Let me put this another way that might make the philosophy/practical distinction more clear: if we were talking about async vs synchronous programming, and you wanted to know the difference between the two styles and I said, "there is no difference, ultimately both styles are getting compiled down to assembly" -- you might even agree with me, but it's still not a useful answer for actually writing code. Whether or not anyone thinks that LLMs are just humans with a couple of quirks, the practical reality is that it's harder to work with them if you treat them like humans.
It's a question of fitting into roles. Human beings, especially intelligent ones can be manipulated to do horrible things if they can be convinced that they can tie their identities to a good role. Like a steward of a race, for instance. If you can adorn that role, there are certain actions that conform to it. Loading undesirables onto trains is valid for a steward of a race. Manipulating courts to save democracy is valid for a steward of democracy.
I am actually skeptical that making LLMs more "intelligent" (whatever that specifically means) would help with malicious inputs. It's been a while since I dove deep into GPT-4, but last time that I did I found that it was surprisingly more susceptible to certain kinds of attacks than GPT-3 was because being able to better handle contextual commands opened up new holes.
And as other people have pointed out, humans are themselves susceptible to similar attacks (albeit not to the same degree, LLMs are way worse at this than humans are). Again, I haven't dove into the research recently, but the last time I did there was strong debate from researchers on whether it was possible to solve malicious prompts at all in an AI system that was designed around general problem-solving. I have not seen particularly strong evidence that increasing LLM intelligence necessarily helps defend against jailbreaking.

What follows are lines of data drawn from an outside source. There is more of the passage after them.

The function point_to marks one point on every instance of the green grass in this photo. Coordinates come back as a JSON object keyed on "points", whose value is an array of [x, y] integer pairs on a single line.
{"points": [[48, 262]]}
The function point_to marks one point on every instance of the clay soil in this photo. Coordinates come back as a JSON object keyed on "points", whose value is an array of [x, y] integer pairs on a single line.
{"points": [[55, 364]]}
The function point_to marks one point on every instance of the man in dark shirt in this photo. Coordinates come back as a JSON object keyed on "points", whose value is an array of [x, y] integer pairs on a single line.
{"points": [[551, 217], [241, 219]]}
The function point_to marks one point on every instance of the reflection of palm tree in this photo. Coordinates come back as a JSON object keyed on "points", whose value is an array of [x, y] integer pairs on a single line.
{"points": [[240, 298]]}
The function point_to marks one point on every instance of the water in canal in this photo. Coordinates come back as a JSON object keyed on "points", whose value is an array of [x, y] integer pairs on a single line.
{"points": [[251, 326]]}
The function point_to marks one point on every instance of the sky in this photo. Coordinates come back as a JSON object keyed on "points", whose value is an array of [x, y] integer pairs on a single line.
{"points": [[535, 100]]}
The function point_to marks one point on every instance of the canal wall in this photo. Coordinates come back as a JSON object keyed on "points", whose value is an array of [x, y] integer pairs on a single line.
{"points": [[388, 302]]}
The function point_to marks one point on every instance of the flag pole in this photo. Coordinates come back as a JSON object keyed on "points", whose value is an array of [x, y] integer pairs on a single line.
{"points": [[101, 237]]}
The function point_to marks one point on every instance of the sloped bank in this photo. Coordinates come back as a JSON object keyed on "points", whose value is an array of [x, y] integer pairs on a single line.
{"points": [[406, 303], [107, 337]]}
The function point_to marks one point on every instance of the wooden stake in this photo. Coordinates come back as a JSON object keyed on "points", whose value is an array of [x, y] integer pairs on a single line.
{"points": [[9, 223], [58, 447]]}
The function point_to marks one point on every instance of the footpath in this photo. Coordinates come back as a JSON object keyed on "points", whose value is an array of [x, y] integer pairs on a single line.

So the question this should prompt is not "are LLMs intelligent", that's kind of a separate debate. The question this should prompt is "are there areas of computing where an agent being generally intelligent is undesirable" -- to which I think the answer is often (but not always) yes. Software is often made useful through its constraints just as much as its capabilities, and general intelligence for some tasks just increases attack surface.